I also found a panel sponsored by the Society for U.S. Intellectual History (S-USIH) very interesting. Andrew Hartman explored the textures of Black Marxism through reading Du Bois’s Black Reconstruction alongside C.L.R. James’s Black Jacobins and Cedric Robinson’s Black Marxism and how each thinker’s work contributed to the longer history of black radical thought. His paper suggested that historicizing the intellectual genealogy of Black radical thought not only documents the past, but informs contemplation about contemporary issues and how intellectual labor can impact social, cultural, economic, and political change. Robert Greene’s paper cautioned scholars not to overlook the power of southern Black radicalism between 1968 and 2008 and documented where and how black print culture, through publications such as Ebony, Black Scholar, and Freedomways, documents rural life as a space and place of intriguing intellectual activity and political work.
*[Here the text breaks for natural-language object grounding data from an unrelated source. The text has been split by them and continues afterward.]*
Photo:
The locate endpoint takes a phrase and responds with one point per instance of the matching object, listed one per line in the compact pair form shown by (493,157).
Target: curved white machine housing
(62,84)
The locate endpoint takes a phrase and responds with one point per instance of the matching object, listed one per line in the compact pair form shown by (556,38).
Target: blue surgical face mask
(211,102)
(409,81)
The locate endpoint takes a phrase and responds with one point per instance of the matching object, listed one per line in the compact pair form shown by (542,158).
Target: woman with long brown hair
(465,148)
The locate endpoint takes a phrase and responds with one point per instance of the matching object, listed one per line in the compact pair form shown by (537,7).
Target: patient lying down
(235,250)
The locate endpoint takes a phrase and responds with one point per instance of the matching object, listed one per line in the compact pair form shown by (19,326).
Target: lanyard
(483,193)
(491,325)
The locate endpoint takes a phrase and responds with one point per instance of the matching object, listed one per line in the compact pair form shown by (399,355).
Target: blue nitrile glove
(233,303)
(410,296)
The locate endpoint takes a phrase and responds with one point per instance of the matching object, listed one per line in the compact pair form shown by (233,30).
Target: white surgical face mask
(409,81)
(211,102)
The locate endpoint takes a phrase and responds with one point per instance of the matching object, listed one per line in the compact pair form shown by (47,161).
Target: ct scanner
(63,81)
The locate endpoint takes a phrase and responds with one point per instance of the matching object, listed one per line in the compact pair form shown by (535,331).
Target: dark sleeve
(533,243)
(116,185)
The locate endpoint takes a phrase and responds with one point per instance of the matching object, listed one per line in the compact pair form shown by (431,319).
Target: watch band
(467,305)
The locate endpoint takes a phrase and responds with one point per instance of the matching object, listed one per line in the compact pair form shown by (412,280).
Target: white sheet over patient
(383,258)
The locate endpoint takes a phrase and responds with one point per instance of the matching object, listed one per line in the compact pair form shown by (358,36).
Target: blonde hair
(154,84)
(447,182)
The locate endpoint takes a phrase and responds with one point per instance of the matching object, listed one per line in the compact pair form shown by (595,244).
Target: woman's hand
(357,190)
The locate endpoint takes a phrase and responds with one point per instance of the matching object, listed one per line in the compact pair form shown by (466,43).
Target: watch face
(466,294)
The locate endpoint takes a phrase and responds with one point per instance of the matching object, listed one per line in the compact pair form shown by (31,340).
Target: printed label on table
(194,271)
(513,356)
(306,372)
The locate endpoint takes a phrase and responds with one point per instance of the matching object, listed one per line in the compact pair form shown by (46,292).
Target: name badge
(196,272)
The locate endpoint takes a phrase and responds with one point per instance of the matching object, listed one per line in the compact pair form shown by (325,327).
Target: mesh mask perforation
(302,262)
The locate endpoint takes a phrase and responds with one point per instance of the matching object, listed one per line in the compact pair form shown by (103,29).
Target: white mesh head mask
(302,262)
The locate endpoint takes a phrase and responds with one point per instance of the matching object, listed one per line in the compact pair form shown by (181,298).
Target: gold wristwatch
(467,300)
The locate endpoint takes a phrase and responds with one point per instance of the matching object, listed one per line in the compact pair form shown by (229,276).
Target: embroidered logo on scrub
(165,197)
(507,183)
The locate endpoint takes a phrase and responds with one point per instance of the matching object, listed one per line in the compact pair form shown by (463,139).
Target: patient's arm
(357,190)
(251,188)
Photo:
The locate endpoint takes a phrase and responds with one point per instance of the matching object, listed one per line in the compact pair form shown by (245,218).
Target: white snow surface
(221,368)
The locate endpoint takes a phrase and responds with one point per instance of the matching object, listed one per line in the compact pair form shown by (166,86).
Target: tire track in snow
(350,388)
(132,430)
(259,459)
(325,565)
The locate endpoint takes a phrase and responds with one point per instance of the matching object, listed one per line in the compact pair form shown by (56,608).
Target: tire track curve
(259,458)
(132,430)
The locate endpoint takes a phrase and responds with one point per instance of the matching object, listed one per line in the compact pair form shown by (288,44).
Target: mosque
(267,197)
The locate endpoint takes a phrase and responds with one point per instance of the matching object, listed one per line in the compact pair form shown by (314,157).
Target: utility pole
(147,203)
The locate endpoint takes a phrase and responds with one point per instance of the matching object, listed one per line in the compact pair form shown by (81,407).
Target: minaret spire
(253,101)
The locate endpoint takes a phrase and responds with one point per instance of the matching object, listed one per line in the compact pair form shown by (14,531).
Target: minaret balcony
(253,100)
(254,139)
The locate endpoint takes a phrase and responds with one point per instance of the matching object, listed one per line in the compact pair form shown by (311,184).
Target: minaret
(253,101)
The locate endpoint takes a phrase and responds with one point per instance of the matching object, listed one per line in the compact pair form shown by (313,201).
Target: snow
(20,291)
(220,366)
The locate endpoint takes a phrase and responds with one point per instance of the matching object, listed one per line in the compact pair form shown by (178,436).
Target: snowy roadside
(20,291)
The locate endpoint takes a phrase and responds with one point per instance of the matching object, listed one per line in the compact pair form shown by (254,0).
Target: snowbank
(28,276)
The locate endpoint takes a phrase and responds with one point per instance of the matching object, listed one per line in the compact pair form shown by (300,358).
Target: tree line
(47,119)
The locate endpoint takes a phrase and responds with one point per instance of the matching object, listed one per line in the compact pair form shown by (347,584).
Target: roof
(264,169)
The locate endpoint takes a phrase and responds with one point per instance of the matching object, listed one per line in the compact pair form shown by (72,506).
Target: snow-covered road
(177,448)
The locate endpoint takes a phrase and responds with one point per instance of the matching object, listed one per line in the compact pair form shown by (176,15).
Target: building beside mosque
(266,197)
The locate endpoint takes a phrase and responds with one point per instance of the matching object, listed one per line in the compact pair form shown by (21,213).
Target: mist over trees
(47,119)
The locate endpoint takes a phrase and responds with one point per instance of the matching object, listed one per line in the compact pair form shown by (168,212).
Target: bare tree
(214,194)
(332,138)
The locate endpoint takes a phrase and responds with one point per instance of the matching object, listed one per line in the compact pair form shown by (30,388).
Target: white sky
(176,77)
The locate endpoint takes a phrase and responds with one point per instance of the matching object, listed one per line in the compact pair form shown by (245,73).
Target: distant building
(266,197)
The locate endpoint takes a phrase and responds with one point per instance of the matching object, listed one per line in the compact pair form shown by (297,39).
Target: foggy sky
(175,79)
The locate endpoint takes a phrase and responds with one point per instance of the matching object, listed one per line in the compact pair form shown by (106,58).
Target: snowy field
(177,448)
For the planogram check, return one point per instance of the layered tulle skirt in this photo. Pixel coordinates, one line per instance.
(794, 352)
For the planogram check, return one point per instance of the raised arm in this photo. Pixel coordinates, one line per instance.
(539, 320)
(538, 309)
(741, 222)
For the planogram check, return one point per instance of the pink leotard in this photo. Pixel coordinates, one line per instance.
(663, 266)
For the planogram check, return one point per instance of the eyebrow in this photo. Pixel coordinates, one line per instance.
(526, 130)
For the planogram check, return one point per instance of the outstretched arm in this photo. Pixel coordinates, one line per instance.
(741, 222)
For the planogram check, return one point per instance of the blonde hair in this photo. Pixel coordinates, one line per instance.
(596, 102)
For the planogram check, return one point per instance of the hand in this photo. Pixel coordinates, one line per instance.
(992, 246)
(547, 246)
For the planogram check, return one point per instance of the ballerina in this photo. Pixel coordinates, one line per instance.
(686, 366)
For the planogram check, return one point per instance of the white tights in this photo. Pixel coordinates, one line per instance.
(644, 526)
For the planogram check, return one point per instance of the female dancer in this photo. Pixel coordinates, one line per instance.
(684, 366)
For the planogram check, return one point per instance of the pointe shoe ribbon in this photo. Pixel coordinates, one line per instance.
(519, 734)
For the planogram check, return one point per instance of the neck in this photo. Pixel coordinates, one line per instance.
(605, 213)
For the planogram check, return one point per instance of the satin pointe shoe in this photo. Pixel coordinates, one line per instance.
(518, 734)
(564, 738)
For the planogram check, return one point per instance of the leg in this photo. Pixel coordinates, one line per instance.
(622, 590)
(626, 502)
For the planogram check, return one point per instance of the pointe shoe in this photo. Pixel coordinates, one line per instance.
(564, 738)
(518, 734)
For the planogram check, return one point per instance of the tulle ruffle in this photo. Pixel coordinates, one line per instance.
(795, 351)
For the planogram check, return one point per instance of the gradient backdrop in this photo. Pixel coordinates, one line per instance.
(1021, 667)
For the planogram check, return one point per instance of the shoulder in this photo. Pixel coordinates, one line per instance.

A particularly important panel from the conference’s second day illustrates the power and potential of the AAIHS in simultaneously addressing the weight of history in the present political moment while imagining political and cultural possibilities of how intellectual labor might transform the future. A panel on Ta-Nehisi Coates’s Between the World and Me, which panelists read alongside James Baldwin and Howard Thurman, discussed the role of religion, atheism, humanism, and the meaning and reality of Black liberation. Overall, while panelists preferred the work of Baldwin and his provocative commentary on hope and possibility to consider intellectual history’s future political inheritance, the power of Coates’s prose to communicate the fraught materiality of Black life highlighted the intellectual and ethical contours of how he has chosen to resist white supremacy as a writer and thinker. Russell Rickford’s stirring comments on the panel’s papers—deeply personal, politically powerful, and lyrically delivered—verbalized a kind of embodied insurgency into the space of the meeting room that indicted corrupt power while recognizing the multiple beauties of resistance.
The foregoing summary represents my own perspectives on the second annual AAIHS conference. I hope they reflect the meeting’s exciting substance while also speaking to the society’s work in expanding the boundaries of Black intellectual history. I look forward to the observations and insights of other attendees, as well as the ongoing digital documentation featured through the #AAIHS2017 hashtag. What I stated in 2016, I’ll repeat this year: I think I speak for many when I say that we wait with excited anticipation for the 2018 AAIHS meeting at Brandeis.